Indeed, Wolfe recently let Lewis read through his old letters to his parents to enable Lewis to write an illuminating article in Vanity Fair about how the 1950s’ Thomas Wolfe Jr. became the 1960s’ Tom Wolfe!
The differences between Wolfe and Lewis, however, are so large that few have noticed their connection. Some of that is no doubt due to Lewis being a more cautious personality, but much of it reflects how much freer American writers were a couple of generations ago.
While I probably prefer Lewis’ lucid, buttoned-down prose to Wolfe’s show-offy style, Wolfe’s heroically ambitious career reflects the Apollo 11-meets-Woodstock ambitions of his era’s America. In contrast, Lewis’ admirable but inoffensive books for frequent fliers seem about as good as an American journalist can do in this touchy era.
Three of Lewis’ nonfiction works have been made into hit movies: The Blind Side, Moneyball, and The Big Short. Perhaps to challenge Hollywood screenwriters to extend their range even more, Lewis has written his least filmable book yet, The Undoing Project: A Friendship That Changed Our Minds, about the Israeli psychologists Amos Tversky and Daniel Kahneman and their research into common cognitive mistakes.
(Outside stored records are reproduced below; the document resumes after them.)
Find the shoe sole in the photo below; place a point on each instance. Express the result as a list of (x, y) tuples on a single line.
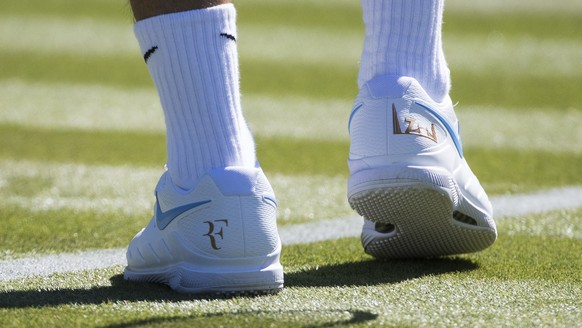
[(417, 205), (185, 279)]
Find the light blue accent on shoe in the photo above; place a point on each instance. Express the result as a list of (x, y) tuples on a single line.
[(454, 135), (356, 109), (270, 199), (165, 218), (235, 180)]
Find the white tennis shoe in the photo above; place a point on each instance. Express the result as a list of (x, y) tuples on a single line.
[(221, 237), (409, 178)]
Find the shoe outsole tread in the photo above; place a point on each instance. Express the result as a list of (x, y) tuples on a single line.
[(423, 221)]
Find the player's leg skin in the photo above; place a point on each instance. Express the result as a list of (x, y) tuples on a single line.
[(408, 175), (214, 224)]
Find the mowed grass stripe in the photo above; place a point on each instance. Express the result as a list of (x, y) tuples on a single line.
[(32, 192), (95, 107), (521, 280), (494, 49), (306, 80), (128, 190), (501, 170)]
In an age fascinated by artificial intelligence, Tversky (who died in 1996) and Kahneman (who is now 82) specialized in understanding “natural stupidity.” Their work won Kahneman the quasi-Nobel prize in economics in 2002.
After the 2008 financial crash, Kahneman became wildly fashionable as a corrective to the “rational man” assumption of economics. His 2011 book, Thinking, Fast and Slow, about how people make mistakes on the logic puzzles Kahneman contrived for them, was a huge best-seller (although I doubt too many people who bought it at airport bookstores ever finished it).
Now Lewis has written a biography of the two, claiming that Tversky and Kahneman had figured out the essence of Moneyball, his baseball statistics book about the 2002 Oakland A’s, decades before he’d ever heard their names.
The Undoing Project’s opening chapter entertainingly profiles Daryl Morey, the general manager of the NBA Houston Rockets, who helped introduce sabermetric techniques to basketball. Morey recounts how he’d slowly learned to avoid biases of the kind that had caused him to skip over Harvard star Jeremy Lin in the draft because who had ever heard of an athletic Asian? But then Lin enjoyed a spectacular seven-game stretch for the New York Knicks in 2012.
But the rest of the book, however, is devoted to the careers of the two Israeli academics, who, while they did some interesting work for the Israeli military in fields like fighter pilot training, had virtually no connection to sports.
The one exception was that Tversky co-wrote a famous paper, “The Hot Hand in Basketball: On the Misperception of Random Sequences,” debunking belief in a “hot hand” among shooters. Contrary to the widespread assumption that a player who made his last shot is more likely to make his next, Tversky found that shooting percentages declined after making a basket.
And yet, Lewis skips over the irony that Morey signed Lin to a contract after his famous Linsanity hot streak, but then dumped him after a couple of years when Morey discovered Lin wasn’t all that.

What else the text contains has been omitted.